In recirculating aquaculture systems (RAS), controlling material flows is a fundamental challenge. The mass balance therefore stands out as an essential tool, both for designing an efficient system and for ensuring its day-to-day management.

The principle is simple: everything that enters the system must either leave it or accumulate within it.

Applied to a RAS, this mainly concerns feed input, fish biomass, solid waste, nitrogen and phosphorus compounds, as well as gas exchanges.

Feed represents the main material input. A fraction is converted into fish biomass, but a significant portion is released as feces or dissolved excretions. These outputs form the basis of the flows that must be treated within the system.

Mass balance thus makes it possible to accurately estimate waste production. For example, it allows quantification of suspended solids, ammonia nitrogen, and total phosphorus produced per kilogram of feed distributed.

This information is essential for sizing equipment. The mechanical filter must be able to capture the produced solids, while the biofilter must treat the nitrogen load resulting from fish excretion.

Without a mass balance, system design relies on approximations. In contrast, a rigorous approach helps optimize filtration volumes, recirculation flow rates, and energy consumption.

Mass balance is also a key tool for anticipating system deviations. An increase in solid waste may indicate overfeeding or poor feed digestibility. Similarly, nitrogen accumulation may reveal a malfunction of the biofilter.

From a management perspective, it links farming practices to system performance. Adjustments in feeding rates, stocking densities, and feed selection can thus be guided by quantified indicators.

This tool becomes even more critical in a context of aquaculture intensification.
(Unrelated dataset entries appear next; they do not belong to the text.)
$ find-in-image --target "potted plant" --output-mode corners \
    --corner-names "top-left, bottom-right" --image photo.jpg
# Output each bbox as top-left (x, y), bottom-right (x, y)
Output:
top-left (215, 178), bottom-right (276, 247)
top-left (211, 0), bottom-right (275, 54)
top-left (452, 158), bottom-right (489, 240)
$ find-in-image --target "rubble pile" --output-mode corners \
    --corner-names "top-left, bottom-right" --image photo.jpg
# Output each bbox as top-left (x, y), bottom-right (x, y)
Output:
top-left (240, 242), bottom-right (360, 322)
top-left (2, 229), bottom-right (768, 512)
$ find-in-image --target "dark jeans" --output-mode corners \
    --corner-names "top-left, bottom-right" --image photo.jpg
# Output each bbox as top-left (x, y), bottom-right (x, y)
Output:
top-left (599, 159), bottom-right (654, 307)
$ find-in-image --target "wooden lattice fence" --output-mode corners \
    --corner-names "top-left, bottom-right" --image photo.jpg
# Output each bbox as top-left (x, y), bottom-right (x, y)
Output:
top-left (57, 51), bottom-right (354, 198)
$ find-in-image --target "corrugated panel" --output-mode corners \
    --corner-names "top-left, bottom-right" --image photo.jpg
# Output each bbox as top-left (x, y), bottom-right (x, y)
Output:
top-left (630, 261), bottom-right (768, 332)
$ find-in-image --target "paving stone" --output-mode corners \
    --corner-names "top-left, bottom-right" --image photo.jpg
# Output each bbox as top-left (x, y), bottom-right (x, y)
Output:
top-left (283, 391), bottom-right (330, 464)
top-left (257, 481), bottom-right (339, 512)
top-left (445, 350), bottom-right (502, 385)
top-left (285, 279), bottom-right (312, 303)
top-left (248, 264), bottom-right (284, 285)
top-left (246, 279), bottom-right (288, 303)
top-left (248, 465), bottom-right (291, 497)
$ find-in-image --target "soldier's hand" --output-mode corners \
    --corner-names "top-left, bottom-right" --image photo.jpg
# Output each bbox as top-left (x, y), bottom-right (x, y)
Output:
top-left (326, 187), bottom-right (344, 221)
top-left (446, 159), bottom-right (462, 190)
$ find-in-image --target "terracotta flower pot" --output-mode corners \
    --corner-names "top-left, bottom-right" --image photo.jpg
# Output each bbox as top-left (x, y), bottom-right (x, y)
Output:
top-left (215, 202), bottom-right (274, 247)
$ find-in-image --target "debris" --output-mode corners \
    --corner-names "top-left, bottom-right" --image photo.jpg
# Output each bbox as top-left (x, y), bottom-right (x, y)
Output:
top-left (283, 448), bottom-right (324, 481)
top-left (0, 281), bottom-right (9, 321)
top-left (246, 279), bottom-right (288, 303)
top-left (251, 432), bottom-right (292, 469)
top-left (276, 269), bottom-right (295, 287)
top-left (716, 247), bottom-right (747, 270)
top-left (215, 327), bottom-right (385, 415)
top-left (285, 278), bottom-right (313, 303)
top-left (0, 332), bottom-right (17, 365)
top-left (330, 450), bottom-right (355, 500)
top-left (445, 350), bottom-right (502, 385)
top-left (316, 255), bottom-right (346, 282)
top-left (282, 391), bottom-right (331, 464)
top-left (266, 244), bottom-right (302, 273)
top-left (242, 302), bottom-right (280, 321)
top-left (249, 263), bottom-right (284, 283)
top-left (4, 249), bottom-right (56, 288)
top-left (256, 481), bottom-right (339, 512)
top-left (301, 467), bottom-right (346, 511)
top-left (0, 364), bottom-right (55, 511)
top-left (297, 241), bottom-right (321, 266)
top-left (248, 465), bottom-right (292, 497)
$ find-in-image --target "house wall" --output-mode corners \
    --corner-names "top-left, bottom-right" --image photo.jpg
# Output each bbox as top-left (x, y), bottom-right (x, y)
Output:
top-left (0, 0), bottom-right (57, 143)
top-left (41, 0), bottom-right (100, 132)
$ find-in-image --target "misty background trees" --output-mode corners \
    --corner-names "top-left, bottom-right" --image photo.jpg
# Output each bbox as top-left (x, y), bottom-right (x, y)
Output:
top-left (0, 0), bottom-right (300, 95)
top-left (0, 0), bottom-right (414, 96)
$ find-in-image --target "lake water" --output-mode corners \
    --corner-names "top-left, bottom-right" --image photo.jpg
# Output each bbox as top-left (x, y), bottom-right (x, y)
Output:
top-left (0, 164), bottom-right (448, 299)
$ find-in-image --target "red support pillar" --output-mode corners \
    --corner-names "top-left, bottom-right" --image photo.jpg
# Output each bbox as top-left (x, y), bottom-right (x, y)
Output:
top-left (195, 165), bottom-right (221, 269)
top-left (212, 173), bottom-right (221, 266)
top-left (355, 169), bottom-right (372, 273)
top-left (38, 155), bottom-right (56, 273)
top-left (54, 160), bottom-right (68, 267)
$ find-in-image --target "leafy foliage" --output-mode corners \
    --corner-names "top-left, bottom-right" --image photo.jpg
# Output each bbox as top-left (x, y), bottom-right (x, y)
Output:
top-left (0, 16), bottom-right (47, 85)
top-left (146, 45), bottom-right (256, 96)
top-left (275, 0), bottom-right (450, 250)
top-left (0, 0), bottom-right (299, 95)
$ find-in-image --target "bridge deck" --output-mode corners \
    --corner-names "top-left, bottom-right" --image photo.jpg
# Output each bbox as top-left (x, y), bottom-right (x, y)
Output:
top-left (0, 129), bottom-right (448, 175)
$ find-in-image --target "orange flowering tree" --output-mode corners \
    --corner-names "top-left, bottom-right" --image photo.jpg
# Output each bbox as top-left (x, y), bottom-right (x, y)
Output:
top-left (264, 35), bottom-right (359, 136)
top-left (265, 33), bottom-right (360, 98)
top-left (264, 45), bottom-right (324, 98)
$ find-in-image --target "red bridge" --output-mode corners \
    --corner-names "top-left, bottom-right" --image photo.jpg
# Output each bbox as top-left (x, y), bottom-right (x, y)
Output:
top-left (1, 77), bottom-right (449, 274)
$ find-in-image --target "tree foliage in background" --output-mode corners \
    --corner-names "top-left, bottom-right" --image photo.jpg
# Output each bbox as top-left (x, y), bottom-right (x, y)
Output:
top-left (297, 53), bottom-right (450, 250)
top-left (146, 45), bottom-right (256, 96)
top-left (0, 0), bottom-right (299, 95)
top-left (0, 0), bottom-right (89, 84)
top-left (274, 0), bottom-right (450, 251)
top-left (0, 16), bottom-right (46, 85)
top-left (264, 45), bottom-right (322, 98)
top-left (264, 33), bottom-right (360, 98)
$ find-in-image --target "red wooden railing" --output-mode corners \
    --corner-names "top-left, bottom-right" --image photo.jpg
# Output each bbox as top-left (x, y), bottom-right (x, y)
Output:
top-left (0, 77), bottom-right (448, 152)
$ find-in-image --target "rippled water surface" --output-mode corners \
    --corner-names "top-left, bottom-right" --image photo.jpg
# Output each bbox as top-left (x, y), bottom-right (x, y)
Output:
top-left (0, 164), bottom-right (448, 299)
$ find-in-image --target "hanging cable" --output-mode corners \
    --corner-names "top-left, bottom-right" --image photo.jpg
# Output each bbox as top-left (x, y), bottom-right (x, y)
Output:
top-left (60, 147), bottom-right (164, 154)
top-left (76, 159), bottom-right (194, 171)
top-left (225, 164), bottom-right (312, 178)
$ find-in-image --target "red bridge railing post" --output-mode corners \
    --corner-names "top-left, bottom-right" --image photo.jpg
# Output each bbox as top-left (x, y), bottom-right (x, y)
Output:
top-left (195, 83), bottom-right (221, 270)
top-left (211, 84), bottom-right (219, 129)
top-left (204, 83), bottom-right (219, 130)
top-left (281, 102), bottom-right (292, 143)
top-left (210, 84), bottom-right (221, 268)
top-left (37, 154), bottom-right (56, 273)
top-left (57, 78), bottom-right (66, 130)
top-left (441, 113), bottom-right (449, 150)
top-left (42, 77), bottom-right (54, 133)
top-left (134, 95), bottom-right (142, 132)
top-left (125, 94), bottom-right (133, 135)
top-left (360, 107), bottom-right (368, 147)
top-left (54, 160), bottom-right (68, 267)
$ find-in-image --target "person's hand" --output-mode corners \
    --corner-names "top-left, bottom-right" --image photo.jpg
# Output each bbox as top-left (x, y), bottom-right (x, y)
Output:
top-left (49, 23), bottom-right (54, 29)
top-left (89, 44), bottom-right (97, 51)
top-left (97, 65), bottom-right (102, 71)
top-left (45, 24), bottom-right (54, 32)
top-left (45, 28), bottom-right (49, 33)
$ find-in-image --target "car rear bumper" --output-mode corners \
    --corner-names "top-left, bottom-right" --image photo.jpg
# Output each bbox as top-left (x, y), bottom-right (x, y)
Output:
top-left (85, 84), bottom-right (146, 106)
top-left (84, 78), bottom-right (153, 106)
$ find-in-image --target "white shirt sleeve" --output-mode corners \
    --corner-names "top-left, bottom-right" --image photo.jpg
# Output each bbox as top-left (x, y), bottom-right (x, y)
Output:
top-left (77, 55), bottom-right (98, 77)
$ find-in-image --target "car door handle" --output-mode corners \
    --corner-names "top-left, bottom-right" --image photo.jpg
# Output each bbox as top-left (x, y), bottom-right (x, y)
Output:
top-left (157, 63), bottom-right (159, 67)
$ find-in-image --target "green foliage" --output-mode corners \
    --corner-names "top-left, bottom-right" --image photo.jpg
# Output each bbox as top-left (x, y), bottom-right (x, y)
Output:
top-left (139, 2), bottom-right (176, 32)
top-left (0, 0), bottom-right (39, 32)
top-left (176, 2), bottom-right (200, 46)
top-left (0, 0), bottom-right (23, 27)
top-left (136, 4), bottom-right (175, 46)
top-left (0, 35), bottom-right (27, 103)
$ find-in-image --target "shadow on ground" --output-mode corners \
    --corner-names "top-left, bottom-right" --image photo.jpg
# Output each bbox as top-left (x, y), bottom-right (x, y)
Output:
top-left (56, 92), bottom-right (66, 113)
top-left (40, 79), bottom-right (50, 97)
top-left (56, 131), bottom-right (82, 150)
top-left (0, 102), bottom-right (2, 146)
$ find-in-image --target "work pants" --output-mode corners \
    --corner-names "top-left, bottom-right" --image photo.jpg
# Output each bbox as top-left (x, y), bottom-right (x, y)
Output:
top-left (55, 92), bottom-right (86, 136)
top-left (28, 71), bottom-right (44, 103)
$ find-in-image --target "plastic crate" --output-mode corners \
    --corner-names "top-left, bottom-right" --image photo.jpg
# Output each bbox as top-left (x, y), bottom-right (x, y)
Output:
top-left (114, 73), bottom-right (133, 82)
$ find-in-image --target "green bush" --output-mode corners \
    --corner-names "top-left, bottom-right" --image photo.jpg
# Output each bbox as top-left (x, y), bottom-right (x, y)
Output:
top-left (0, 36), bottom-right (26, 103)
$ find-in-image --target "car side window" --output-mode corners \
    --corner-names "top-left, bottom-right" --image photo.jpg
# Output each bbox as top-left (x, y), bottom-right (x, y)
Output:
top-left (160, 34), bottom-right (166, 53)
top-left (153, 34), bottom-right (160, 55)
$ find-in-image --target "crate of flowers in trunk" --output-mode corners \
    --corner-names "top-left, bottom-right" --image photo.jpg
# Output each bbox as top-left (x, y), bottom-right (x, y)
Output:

Margins for error are reduced, and the ability to predict flows becomes essential to ensure water quality and fish health.

Mass balance also fits within an environmental approach. It allows evaluation of system-level discharges and identification of reduction strategies, particularly through improved feed efficiency or effluent valorization.

During the design phase, it serves as a foundational framework. It enables comparison of different production scenarios, estimation of treatment needs, and validation of technical choices.

During operation, it becomes a monitoring tool. Combined with regular measurements, it helps verify consistency between theoretical flows and field observations.

Finally, mass balance promotes a systemic approach to RAS. Rather than considering each component in isolation, it encourages understanding of interactions between feeding, fish metabolism, water treatment, and waste production.

In conclusion, mass balance is not just a calculation tool: it is a true decision-support tool. When properly applied, it enhances technical, economic, and environmental performance in RAS systems.